Choosing your own attorney in the State of Florida is a fundamental right. No attorney should restrict you from using other attorneys to handle your PIP files, however, there are some pitfalls you should be aware of if using more than one law firm.
Not all attorneys litigate in a similar fashion. We are not just talking about someone who might just be smarter than others, more aggressive than others, more conscientious about details than others and the like. We are talking about how the fundamentals of their law practice can affect the practical rigor of pursuing your cases to fruition in a timely and effective manner to maximize your overall revenue.
Knowing there are a finite number of insurance companies out there, and by necessity, the more claims you have on similar legal issues, the more likely you will be suing the same insurance carrier over and over again. Relationships are important, as such, even though you may have chosen different counsel for different cases, the insurance company has an eye on all of your cases simultaneously.

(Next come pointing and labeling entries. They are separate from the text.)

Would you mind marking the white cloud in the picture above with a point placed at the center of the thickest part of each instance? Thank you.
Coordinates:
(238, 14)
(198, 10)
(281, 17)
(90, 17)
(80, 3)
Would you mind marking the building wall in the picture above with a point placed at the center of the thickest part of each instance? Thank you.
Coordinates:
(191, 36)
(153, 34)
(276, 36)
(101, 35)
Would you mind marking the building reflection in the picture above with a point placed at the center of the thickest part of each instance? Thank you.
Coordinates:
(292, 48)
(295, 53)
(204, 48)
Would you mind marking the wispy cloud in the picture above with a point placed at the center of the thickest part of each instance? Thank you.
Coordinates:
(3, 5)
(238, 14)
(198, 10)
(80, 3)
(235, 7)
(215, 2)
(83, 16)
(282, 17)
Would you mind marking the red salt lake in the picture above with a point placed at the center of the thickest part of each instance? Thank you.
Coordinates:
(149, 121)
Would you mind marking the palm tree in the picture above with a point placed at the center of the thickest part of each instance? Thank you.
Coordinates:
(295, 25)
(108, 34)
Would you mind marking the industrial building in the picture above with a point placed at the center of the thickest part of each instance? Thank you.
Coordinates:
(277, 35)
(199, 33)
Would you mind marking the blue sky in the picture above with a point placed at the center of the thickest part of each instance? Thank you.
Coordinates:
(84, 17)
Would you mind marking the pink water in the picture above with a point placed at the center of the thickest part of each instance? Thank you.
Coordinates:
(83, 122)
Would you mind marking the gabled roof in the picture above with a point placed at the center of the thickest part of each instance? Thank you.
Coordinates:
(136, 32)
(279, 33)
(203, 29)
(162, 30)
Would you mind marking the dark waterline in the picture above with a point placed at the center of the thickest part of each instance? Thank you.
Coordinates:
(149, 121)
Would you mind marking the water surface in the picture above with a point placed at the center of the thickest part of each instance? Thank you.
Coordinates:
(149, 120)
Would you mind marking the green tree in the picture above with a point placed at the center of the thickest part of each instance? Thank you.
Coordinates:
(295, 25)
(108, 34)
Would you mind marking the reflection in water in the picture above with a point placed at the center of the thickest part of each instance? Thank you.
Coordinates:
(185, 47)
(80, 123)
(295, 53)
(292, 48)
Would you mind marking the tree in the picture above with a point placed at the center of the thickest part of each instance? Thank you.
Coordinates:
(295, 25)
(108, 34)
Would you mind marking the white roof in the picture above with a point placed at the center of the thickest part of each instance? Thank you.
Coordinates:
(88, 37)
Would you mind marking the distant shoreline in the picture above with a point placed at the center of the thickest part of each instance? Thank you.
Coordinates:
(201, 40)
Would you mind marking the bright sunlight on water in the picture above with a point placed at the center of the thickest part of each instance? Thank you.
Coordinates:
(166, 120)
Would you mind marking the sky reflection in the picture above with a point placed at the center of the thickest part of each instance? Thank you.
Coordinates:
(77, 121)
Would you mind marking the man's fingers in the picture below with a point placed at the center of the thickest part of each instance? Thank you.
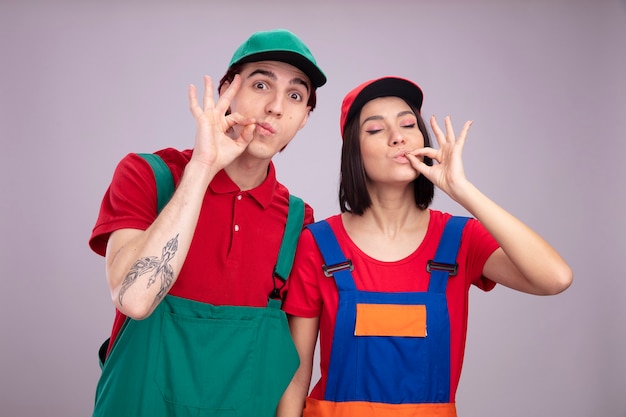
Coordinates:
(224, 101)
(208, 94)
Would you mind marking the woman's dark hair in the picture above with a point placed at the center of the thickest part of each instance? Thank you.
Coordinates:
(353, 195)
(236, 69)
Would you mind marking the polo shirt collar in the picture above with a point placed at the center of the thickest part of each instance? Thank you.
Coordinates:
(263, 194)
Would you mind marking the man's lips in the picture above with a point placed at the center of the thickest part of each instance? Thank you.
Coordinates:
(265, 129)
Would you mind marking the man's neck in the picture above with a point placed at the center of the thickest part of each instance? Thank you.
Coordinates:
(248, 173)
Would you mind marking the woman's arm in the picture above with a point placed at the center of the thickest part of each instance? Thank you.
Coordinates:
(524, 261)
(304, 333)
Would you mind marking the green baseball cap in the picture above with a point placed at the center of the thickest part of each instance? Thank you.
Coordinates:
(279, 45)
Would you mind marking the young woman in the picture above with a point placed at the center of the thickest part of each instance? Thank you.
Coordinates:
(386, 282)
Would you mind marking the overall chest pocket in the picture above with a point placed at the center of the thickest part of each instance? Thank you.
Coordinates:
(390, 320)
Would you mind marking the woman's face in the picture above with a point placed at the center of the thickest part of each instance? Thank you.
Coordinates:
(388, 129)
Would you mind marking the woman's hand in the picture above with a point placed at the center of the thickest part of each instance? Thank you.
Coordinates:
(447, 172)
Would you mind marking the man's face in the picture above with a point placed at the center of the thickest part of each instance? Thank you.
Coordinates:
(275, 94)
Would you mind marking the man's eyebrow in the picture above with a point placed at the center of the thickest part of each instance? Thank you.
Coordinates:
(267, 73)
(272, 75)
(299, 81)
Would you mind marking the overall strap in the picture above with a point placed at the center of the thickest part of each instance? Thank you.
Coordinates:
(287, 251)
(444, 264)
(163, 177)
(335, 263)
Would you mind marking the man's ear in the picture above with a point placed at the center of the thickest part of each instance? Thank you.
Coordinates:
(306, 117)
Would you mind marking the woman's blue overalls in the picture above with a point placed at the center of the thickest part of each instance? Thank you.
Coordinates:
(391, 351)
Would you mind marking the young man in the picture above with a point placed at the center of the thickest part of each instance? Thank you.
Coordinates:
(194, 333)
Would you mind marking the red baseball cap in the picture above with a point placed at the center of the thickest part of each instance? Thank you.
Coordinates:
(354, 101)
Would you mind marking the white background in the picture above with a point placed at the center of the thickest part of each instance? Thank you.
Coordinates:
(82, 83)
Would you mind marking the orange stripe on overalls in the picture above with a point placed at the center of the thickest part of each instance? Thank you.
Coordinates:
(391, 351)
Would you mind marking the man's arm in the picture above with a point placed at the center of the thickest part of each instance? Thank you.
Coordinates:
(142, 266)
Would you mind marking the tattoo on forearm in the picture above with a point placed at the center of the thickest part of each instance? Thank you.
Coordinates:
(159, 269)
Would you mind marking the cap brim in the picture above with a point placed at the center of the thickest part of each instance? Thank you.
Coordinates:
(316, 76)
(387, 87)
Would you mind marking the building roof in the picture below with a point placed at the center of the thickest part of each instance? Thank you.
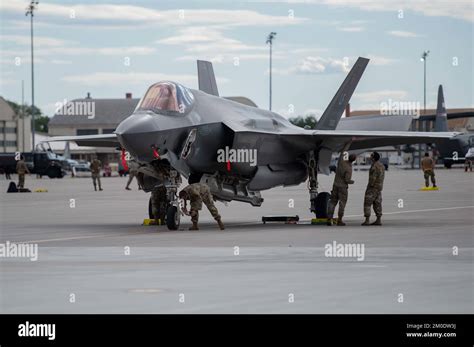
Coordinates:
(6, 111)
(107, 112)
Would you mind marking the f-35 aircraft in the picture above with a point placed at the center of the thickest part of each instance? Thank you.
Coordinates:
(239, 150)
(454, 150)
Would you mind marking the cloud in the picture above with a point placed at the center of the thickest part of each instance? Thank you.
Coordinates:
(378, 96)
(61, 62)
(376, 60)
(315, 65)
(207, 39)
(211, 43)
(400, 33)
(459, 9)
(130, 78)
(38, 40)
(351, 29)
(131, 14)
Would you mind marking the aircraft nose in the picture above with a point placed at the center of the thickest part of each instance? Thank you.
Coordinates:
(138, 134)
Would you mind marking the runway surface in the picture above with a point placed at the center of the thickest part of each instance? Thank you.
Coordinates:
(97, 257)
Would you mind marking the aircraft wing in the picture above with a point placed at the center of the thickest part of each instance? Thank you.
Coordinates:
(101, 140)
(295, 142)
(370, 139)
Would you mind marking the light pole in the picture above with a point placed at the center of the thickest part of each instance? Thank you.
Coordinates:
(270, 38)
(30, 12)
(423, 59)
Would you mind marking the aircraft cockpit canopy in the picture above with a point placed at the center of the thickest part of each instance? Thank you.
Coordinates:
(168, 98)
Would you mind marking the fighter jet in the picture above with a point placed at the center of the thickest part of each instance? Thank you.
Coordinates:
(454, 150)
(238, 149)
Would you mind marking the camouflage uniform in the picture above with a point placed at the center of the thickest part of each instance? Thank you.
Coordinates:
(373, 193)
(159, 203)
(132, 172)
(199, 193)
(427, 165)
(21, 170)
(95, 171)
(340, 187)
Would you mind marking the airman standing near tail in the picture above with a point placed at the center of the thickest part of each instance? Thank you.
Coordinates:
(132, 172)
(373, 193)
(198, 193)
(427, 165)
(95, 171)
(21, 170)
(340, 186)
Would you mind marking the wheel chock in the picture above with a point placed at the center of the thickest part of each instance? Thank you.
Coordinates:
(284, 219)
(148, 221)
(428, 188)
(322, 221)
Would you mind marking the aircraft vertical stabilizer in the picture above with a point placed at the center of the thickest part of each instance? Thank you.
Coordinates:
(206, 78)
(336, 107)
(441, 122)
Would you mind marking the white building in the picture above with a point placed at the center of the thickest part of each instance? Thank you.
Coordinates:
(15, 130)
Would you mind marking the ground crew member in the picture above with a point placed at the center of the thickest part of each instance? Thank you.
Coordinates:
(132, 172)
(21, 170)
(198, 193)
(427, 165)
(373, 193)
(340, 187)
(95, 171)
(469, 159)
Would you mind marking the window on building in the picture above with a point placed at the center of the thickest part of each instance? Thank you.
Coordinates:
(168, 98)
(7, 143)
(10, 130)
(87, 131)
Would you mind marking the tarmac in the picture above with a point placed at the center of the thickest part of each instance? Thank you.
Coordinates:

Further, insurance companies retain data and have investigators who routinely evaluate strategies, particularly on cases in litigation.

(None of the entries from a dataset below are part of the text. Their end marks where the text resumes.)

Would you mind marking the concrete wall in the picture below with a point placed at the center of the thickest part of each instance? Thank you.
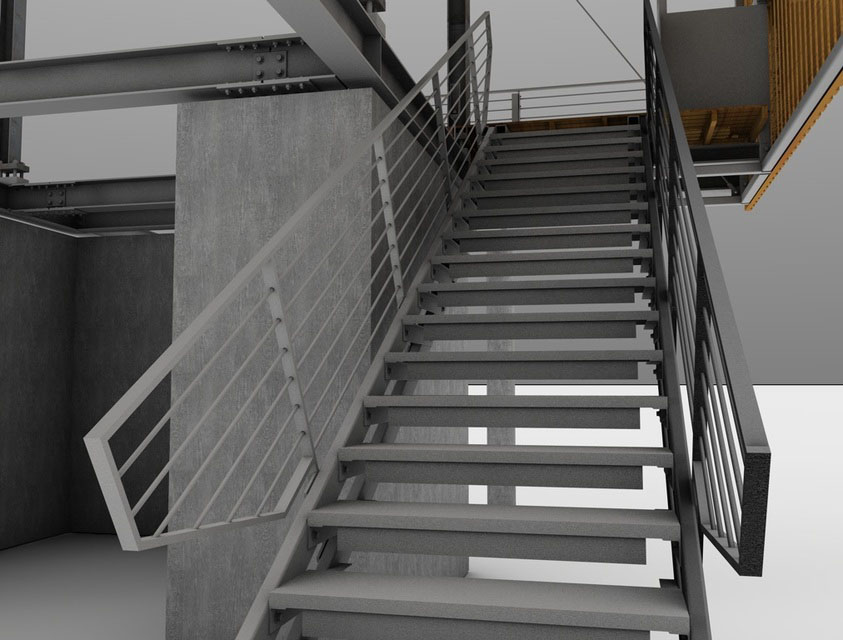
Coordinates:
(123, 318)
(243, 168)
(81, 320)
(718, 57)
(36, 319)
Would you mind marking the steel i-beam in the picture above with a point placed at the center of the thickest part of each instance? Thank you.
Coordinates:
(162, 75)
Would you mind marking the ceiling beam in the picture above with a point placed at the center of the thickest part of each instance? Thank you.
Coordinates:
(161, 75)
(349, 39)
(123, 206)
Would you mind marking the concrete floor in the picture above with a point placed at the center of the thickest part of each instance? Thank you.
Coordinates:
(84, 587)
(81, 587)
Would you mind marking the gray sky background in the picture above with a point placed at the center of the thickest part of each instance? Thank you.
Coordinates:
(782, 262)
(537, 42)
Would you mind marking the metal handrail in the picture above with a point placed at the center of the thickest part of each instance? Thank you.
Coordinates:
(545, 102)
(731, 456)
(295, 350)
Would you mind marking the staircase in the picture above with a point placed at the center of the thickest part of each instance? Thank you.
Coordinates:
(554, 228)
(588, 251)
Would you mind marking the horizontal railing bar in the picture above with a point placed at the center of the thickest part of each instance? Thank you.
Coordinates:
(366, 292)
(230, 473)
(278, 475)
(582, 114)
(337, 272)
(162, 474)
(223, 437)
(175, 405)
(580, 104)
(281, 431)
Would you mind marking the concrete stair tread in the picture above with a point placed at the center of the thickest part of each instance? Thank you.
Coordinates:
(509, 454)
(641, 608)
(545, 143)
(586, 156)
(558, 173)
(573, 283)
(530, 256)
(634, 228)
(632, 205)
(514, 318)
(622, 128)
(560, 402)
(550, 191)
(519, 356)
(631, 523)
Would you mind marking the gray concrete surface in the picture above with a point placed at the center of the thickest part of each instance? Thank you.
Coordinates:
(81, 587)
(36, 312)
(718, 57)
(254, 162)
(82, 319)
(122, 322)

The size of the law firm can determine how quickly they can handle your files and whether they have the capacity to handle both your intake and pre-litigation activities. Such as, verifying compliance with all conditions precedent in demand letters as well as a timely evaluation of files for litigation, phased into litigation with the deliberate pattern or conduct so as not to be directly onto the insurance company’s radar, nor too far below.
Because the insurance companies know what you are doing, particularly when you use multiple attorneys, you need to be sure that your attorneys are cognizant of your desires and make sure that there is no inadvertent crossing of paths where activities in one case can actually effect you substantially in other cases. At any time, you may be required to sit for a deposition, you should alert all attorneys who actively handle work for you, so that you can be aware of things that might be asked of you, designed to elicit information for one case, but asked in another. Further, your sworn testimony, be it signed answers to interrogatories, deposition testimony, or other admissions, can certainly be used against you in other cases and as a practical reality never goes away. The statement you made over ten years ago, if material and contradictory, is allowable for a credible challenge.
There is a finite number of cases that any one attorney can competently handle, even in a repetitive industry such as personal injury protection. You should take a hard look at the makeup of the firm’s legal members, for the experience, knowledge, and temperament of those attorneys who might actually be handling your file, rather than just the name on the door. Litigation is also expensive, does your firm have the capital to have multiple suits simultaneously.
Reputation is, of course, important. In a day and age where in almost every PIP suit, insurance companies affirmatively seek attorney’s fees, costs, and sanctions from medical providers, it is just as important to ask how the attorney has handled potential problems that may have arisen in clients’ cases in the past, as it is the amount of their fee.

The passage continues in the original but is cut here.